Я начал смеяться до того, как он закончил говорить. Громко и так неестественно, что самому стало противно. То, что я затевал, было откровенным блефом, почище, чем у Ларина с его прототипом плазменного турбогенератора, но в то же время – не просто блефом. Потому что в глубине души… и даже не в глубине, а где-то ближе к поверхности меня переполняла непонятная уверенность в том, что каждое слово, изреченное мною, станет Истиной.
– Вы ув-ве-рены? – просмеялся я в трубку.
– В чем? Насчет тапок с зайцами?
– В том числе. Ох, извините… – Я заставил себя успокоиться. – Вы уверены в том, что вы дома?
– Да.
– Отлично. Тогда ответьте, пожалуйста, еще на один вопрос. Почему меня, героя вашего черновика, тоже нестерпимо тянет домой? Причем к строго определенному моменту времени: ноль часов, сорок восемь минут?
– А я почем знаю? – удивился Валерьев. – Я не контролирую мелкие душевные порывы моих героев.
– Но вы же автор! Предложите какую-нибудь правдоподобную версию.
– Правдоподобную? Попробую… Предположим, ты торопишься домой, чтобы не пропустить очередную серию «Монти Пайтона».
– Неплохо, но не то! «Монти Пайтон», да будет вам известно, начинается в ноль тридцать пять.
– Тогда не знаю, – сдался писатель.
– Ну хорошо, допустим… Попробуем по-другому…
Я готовился к выстрелу вслепую, даже глаза зажмурил. Я чувствовал себя поразительно спокойным и почти не сомневался, что попаду в цель.

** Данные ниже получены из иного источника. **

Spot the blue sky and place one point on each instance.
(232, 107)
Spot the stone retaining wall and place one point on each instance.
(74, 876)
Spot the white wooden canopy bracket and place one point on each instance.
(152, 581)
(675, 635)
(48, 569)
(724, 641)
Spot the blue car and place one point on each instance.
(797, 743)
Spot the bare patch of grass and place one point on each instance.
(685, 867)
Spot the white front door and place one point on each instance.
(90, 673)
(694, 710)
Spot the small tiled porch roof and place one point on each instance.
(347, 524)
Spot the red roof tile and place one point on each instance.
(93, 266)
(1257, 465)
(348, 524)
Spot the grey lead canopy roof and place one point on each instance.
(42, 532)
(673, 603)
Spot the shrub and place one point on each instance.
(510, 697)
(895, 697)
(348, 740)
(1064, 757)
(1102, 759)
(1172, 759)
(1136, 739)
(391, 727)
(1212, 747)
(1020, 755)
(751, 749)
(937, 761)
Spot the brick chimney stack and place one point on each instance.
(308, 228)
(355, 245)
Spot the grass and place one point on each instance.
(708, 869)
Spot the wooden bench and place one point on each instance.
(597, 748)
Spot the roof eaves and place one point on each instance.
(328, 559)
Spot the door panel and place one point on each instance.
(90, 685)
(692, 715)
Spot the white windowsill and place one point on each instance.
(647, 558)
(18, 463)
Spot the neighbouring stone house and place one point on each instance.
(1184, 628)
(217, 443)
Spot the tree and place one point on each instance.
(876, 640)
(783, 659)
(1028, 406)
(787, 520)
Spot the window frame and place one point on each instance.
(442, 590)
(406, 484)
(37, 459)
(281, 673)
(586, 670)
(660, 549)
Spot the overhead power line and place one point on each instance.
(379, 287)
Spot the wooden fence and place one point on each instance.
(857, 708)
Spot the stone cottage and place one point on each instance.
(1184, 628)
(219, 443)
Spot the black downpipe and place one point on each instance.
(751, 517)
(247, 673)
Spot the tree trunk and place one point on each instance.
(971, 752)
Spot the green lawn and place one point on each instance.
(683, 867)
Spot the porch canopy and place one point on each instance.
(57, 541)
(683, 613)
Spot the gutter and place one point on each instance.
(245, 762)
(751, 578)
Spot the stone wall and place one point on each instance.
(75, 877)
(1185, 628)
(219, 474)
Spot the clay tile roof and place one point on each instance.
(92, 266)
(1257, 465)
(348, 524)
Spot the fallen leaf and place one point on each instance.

И вот я выстрелил:
– Чем же тогда вы объясните то, что произошло шестнадцатого апреля?
– Шестнадцатого апреля? – В голосе Валерьева слышалось неподдельное изумление. – А какого года?
– Прошлого.
Валерьев молчал несколько секунд.
– Зачем тебе? – наконец спросил он. – Ладно, скажу… В тот день я потерял своего лучшего друга.
Ну вот и все, подумал я. Вот мы и поквитались.
От груза, который только что свалился с моих плеч, мне полагалось бы воспарить к потолку, но вместо этого я тяжело приземлился на сиденье. Облегчение придавило меня к земле.
– Это имеет какое-нибудь отношение к нашему противостоянию? – спросил Валерьев.
– Прямое, и сейчас я это докажу. – Я старался говорить спокойно. Он не должен был услышать ликования в моем голосе. – Вспомните, как умер ваш друг.
– Нет! – резко ответил он. – Мне не хочется вспоминать об этом.
– Хорошо. Тогда вспомните хотя бы, когда он умер.
– Шестнадцатого…
– Точнее! – потребовал я. – С точностью до минуты!
– Было что-то вроде… Да, без двенадцати час. У него часы от взрыва остановились.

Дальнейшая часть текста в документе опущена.